Kurt Ryslavy s’amuse de cette cohabitation tendue symboliquement et en tire parti à plusieurs niveaux. Il se sert de la brocante pour vendre à des prix extrêmement bas pour une galerie et de la galerie pour vendre à des prix extrêmement haut pour une brocante. De telle sorte que la valeur d’un objet est toujours "justifiable" et "injustifiable" (donc arbitraire?). Cela a une incidence sur le comportement du spectateur qui hésite entre l’amateur d’art et le badaud en quête d’une bonne affaire. Kurt Ryslavy confond les statuts de l’artiste et du brocanteur en invitant un "vrai" brocanteur des puces à réaliser une des installations de l’exposition. Il puise dans les ressources des objets et des contextes pour créer des installations qui interrogent le statut "d’une peinture dans une brocante présenté dans une galerie d’art" ou le statut d’un vieil appareil photo Olympus posé sur un socle blanc titré ironiquement "vieil appareil photo avec piles neuves". L’artiste vend et signe, si le client le souhaite, un certificat qui prouve que l’objet a bien été acheté dans une galerie. Ce certificat, lui-même oeuvre de l’artiste, "officialise" l’aura “artistique” de l’objet. Stratagème qui, In fine, opère le seul retour symbolique à "l’ordre social" de l’exposition et à travers lequel l’artiste se réapproprie au dépend du public et de la galerie le pouvoir de décider ce qui est de l’art ou ce qui ne l’est pas.
Cette "précaution d’authentification" n’a cependant pas empêché qu’un drame survienne, assez logiquement d’ailleurs, compte tenu de la "confusion des valeurs" qui régnait dans l’exposition. Lors du vernissage, un enfant demande à son père de lui acheter pour 100€une épée en bois présentée dans la brocante. Le père refuse en argumentant que ce jouet ne "vaut" pas ce prix-là. Un des performers, engagé par l’artiste, lance alors une quête auprès du public pour que l’enfant puisse quand même acheter l’épée. Chaque personne donne 5 ou 10€ et, en peu de temps, la somme est rassemblée (au passage, notons que pareil achat d’oeuvre d’art est assez peu courant dans une galerie d’art). Le père refuse ensuite d’acheter le certificat d’authentification artistique pour 30€ car, selon ses valeurs à lui, "ceci n’est pas de l’art" et, ce faisant, il assène à l’artiste un bon "coup d’épée" dans le ventre.

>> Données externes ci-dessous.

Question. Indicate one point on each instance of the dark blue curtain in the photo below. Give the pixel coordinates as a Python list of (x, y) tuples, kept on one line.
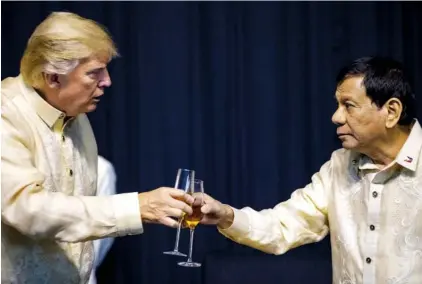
[(242, 92)]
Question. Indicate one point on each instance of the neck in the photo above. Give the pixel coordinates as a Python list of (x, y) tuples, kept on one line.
[(386, 151), (48, 98)]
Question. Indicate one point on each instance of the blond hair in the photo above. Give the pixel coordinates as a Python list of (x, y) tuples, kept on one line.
[(60, 42)]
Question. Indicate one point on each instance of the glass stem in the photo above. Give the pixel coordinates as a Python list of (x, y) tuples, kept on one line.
[(191, 245), (176, 244)]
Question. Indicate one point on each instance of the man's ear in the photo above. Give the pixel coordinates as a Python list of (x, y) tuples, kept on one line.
[(52, 80), (394, 109)]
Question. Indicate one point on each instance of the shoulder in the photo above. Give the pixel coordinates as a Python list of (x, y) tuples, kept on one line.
[(105, 167)]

Cette anecdote atteste d’une certaine façon la réussite de l’exposition de Kurt Ryslavy car elle révèle à quel point la crédibilité de l’artiste et d’une galerie d’art repose sur une série de valeurs qu’il faut éviter de transgresser. Rares, aujourd’hui, sont les expositions qui questionnent avec autant d’acuité ces fondements du champ de l’art . "Alles was minimal ist" nous change un peu de toutes ces expositions "consensuelles et sans problématiques" qui caractérisent notre époque et nous réjouit aussi de voir un artiste prendre la liberté de tourner en dérision l’espace dont dépend sa reconnaissance sociale.